I haven’t seen Matchstick Men since I reviewed it very positively at the time of its release so I was curious as to how it would hold up now that I knew a climactic twist that, in hindsight, shouldn’t particularly surprise anyone, nor count as much of a twist. I am pleased to report that the movie was just as satisfying upon a second viewing because while it benefits from the twist it is ultimately not reliant upon it. 

There are really only three or so plots for movies about con artists. The first, and most ubiquitous, involves con artists getting conned in the process of trying to con their marks. What a twist! What a switcheroo! What an utterly predictable direction to take material like this! 

What makes Matchstick Men work emotionally is that Roy very much wants to be conned. He needs to be conned. His urgent desire to find another human being to save him from drowning in a vast ocean of suicidal despair makes the flam-flam man the perfect mark. 

Ridley Scott and screenwriters Ted and Nicholas Griffin immerse us in the swampy psyche of the film’s tortured protagonist. We see the action from his limited, narrow perspective so we end up getting conned along with him. 

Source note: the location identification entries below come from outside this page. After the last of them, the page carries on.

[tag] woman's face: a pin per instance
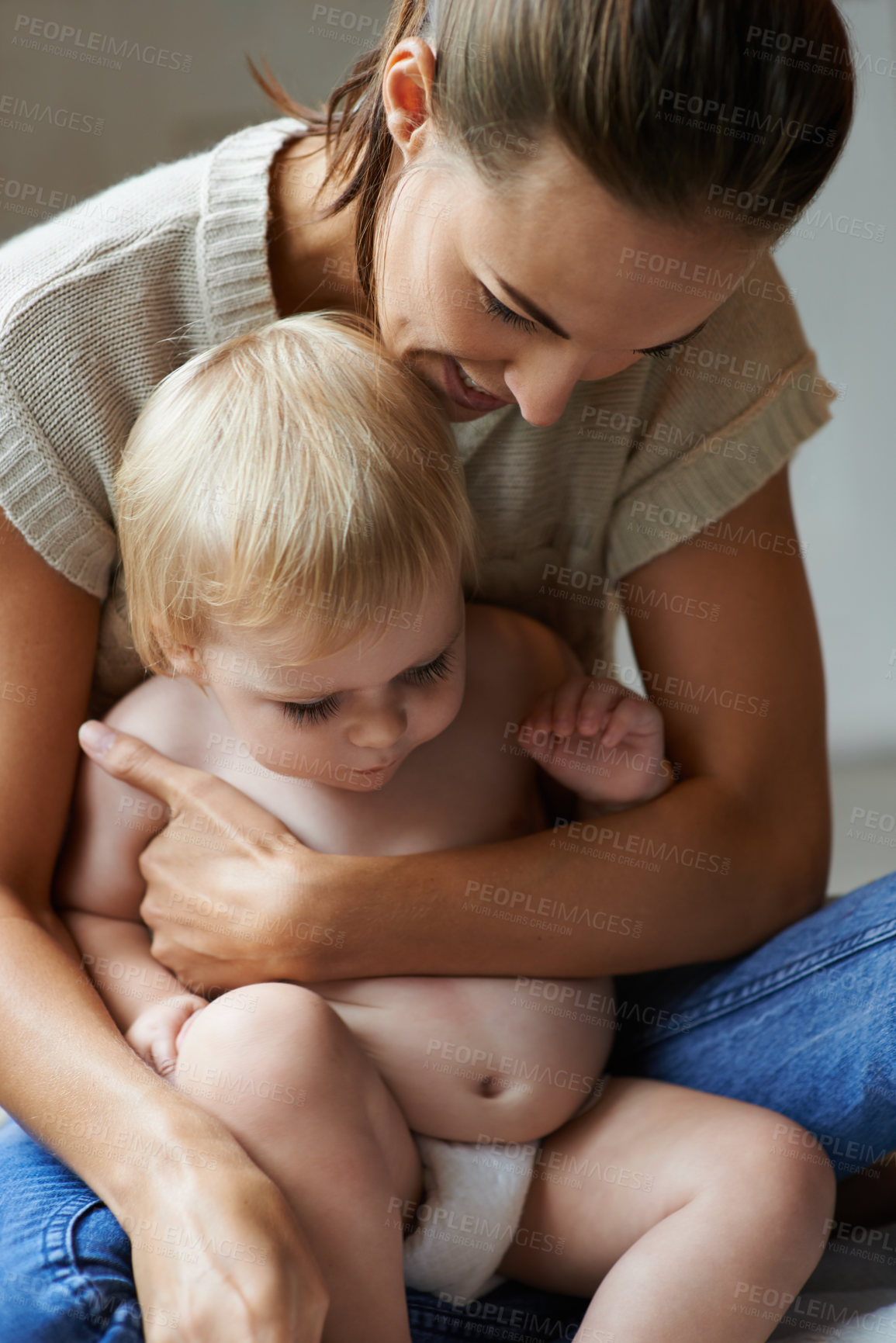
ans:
(532, 286)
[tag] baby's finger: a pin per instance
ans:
(566, 705)
(631, 718)
(163, 1056)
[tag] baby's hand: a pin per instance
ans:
(154, 1034)
(600, 740)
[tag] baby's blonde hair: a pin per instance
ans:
(290, 473)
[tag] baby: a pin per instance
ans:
(295, 536)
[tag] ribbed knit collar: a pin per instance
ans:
(233, 230)
(233, 241)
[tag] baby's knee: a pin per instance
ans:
(786, 1166)
(280, 1029)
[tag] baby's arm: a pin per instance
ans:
(600, 740)
(99, 889)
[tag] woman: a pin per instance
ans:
(527, 227)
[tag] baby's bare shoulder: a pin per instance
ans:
(170, 714)
(514, 654)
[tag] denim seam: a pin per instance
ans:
(769, 983)
(61, 1252)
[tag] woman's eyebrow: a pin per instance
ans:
(540, 316)
(532, 309)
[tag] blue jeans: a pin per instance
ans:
(805, 1025)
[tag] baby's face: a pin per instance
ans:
(347, 720)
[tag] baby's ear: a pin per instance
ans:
(187, 661)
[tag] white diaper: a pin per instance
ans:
(469, 1214)
(470, 1210)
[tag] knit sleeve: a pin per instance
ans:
(723, 415)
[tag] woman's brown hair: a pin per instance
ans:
(684, 109)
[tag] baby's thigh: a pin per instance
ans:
(646, 1150)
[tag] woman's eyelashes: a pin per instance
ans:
(495, 308)
(319, 711)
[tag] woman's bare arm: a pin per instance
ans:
(67, 1075)
(735, 852)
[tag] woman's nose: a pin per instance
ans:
(543, 386)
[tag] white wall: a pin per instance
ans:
(846, 477)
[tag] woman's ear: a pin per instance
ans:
(407, 95)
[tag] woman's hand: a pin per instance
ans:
(231, 898)
(600, 740)
(220, 1258)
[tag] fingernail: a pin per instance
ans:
(95, 736)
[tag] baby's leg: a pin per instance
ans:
(676, 1209)
(281, 1071)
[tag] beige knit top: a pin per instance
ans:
(101, 303)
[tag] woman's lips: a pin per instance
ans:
(468, 396)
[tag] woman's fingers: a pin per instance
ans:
(227, 884)
(135, 762)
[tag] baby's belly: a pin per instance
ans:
(476, 1058)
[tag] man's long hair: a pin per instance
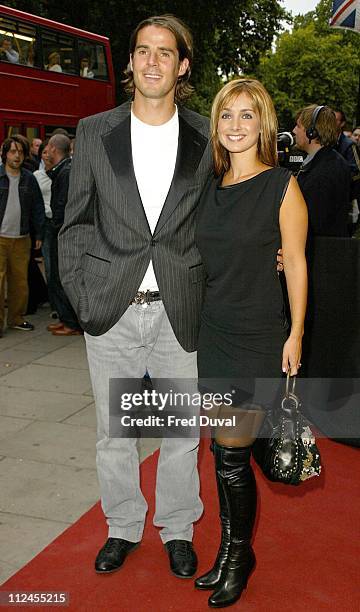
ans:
(184, 43)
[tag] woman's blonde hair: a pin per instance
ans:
(263, 106)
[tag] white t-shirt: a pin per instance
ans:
(45, 188)
(154, 151)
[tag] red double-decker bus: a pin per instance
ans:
(51, 75)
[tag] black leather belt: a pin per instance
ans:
(145, 297)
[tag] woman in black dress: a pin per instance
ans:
(250, 209)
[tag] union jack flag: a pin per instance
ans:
(346, 14)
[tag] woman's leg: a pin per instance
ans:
(232, 452)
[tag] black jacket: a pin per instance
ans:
(325, 184)
(31, 203)
(59, 175)
(350, 151)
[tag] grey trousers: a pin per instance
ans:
(143, 340)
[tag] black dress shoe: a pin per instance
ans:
(113, 554)
(183, 559)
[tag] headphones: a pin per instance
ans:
(312, 132)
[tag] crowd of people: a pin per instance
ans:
(166, 243)
(34, 179)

There’s something inherently meta about movie about con artists because cons often feel like little movies, elaborate fictions with scripts and roles and players designed to solicit specific emotions in the mark. 

It’s a testament to how much I enjoyed Matchstick Men that I wish it was a half hour longer and found room for more cons. Like all movies Matchstick Men would benefit tremendously from more Sam Rockwell. 

Rockwell is, as always, a goddamn delight and his chemistry with Cage is predictably explosive. They’re two very different men. One is goofy, energetic and overflowing with child-like energy and excitement. The other is a man of constant sorrow yet they form a successful partnership all the same until the true nature of their relationship is exposed. 

Lohman’s tricky, multi-layered and quietly miraculous performance as a likable young woman who isn’t at all what she at first seems to be seemed to promise great things from the unknown actresses that have not, alas, come to pass but it's hard to overstate the brilliance of her all-important turn here. 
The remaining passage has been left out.